As we roll into spring and early summer, local landowners are still operating as normal. Crops are going in the ground. We are still working with ag producers to improve their management practices that are beneficial to their livelihoods, for wetlands and waterfowl habitat, Toay said.

Staff are following guidelines from the U.S. Centers for Disease Control. Most are working from home and video conferencing like most of America. But you cant physically rebuild a 1,000-acre wetland or prairie from a kitchen table.

Michael Baker, director of engineering for DUs Great Lakes/Atlantic Region, said DU is making sure staff remain safe on the landscape.

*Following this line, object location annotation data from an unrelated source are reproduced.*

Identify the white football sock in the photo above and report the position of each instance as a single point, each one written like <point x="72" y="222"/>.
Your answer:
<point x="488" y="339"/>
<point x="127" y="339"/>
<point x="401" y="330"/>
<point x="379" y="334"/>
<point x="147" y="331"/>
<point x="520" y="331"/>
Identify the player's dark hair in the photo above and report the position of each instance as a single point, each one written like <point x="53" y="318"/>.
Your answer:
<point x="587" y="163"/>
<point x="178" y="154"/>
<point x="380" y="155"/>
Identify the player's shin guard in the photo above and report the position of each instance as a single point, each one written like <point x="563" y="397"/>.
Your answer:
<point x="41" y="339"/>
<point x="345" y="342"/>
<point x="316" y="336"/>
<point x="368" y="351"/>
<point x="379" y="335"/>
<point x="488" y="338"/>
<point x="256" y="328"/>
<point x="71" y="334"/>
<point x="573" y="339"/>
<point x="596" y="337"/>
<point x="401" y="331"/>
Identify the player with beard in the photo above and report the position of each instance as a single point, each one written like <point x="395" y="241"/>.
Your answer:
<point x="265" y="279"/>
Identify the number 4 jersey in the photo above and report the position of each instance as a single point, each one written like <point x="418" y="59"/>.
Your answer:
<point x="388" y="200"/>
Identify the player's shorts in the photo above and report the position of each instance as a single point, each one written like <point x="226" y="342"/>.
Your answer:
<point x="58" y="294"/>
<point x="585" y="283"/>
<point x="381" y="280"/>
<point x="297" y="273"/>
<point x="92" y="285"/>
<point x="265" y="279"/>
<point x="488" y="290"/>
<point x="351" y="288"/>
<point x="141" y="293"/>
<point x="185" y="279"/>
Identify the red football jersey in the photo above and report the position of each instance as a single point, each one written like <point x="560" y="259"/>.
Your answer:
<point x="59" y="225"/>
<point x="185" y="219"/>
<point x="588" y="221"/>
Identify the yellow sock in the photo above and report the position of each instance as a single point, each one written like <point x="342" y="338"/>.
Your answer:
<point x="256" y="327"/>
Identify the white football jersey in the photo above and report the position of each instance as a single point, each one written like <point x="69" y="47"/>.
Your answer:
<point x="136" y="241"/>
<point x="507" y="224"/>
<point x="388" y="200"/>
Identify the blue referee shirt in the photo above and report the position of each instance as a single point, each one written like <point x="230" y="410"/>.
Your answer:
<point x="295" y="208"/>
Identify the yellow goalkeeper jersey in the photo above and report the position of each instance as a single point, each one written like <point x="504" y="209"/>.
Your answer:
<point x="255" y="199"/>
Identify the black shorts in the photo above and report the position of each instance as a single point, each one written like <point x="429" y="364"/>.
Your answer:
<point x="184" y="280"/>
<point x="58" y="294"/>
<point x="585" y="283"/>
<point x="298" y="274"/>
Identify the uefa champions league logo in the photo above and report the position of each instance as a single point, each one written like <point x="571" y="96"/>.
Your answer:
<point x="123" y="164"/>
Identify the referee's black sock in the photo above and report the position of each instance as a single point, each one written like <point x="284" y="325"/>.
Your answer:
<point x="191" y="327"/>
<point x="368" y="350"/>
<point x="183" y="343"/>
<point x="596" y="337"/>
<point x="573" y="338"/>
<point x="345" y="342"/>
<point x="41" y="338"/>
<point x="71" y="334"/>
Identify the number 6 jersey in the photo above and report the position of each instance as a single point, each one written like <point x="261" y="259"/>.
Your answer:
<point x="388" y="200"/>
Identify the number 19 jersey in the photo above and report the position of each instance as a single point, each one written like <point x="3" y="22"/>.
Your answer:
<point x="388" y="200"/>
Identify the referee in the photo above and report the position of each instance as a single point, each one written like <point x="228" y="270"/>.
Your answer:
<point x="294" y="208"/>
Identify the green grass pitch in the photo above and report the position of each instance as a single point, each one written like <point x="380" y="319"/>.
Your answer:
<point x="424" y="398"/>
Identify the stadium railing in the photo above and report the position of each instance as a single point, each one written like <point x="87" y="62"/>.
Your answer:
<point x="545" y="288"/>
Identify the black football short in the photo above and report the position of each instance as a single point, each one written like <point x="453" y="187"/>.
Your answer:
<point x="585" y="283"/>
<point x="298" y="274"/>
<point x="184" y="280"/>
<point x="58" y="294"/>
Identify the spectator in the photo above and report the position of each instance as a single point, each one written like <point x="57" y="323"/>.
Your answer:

Nobody has to go out if they dont want to or arent comfortable doing it. We put health and safety above everything else, Baker said. But theres a big desire by field staff to keep things moving. Everybody is approaching it very reasonably and thinking of the greater good.

Keith Wesley is DUs senior engineering technician for Oklahoma, New Mexico and Texas. He and his partner, Engineering Technician Jacob Cormier, plan ahead to avoid people and virus exposure.

Weve taken home all of our equipment and dont even go into the office. We go right from home to the job site, Wesley said.

Wesley and Cormier stick to day trips to avoid hotels. Since DU field staff cover large areas, those day trips easily stretch to 14 hours or longer. But they know what happens if they dont get to their site.

If I cant get stakes in the ground, our contractors are going to struggle to build our project, he said. If Im not there, I cant check the project and tell them they are good.

Keith Wesley and Jacob Cormier stay safe while working in Texas.

Morgenstern and Karel have several projects 450 miles from their house, so day trips arent practical. They normally live in hotels during April while they survey. Sticking to their northern state roots, they leased a pair of mobile ice fishing house campers that were just pulled off frozen lakes for the season.

Strong partnerships with other organizations also make new challenges easy to conquer.

We are able to do what we do because of the Minnesota Department of Natural Resources, which provided us with a special use permit to park these trailers where they are, Morgenstern said. This really fit as an alternative, so here we are. It is a team effort, were just one piece of the solution.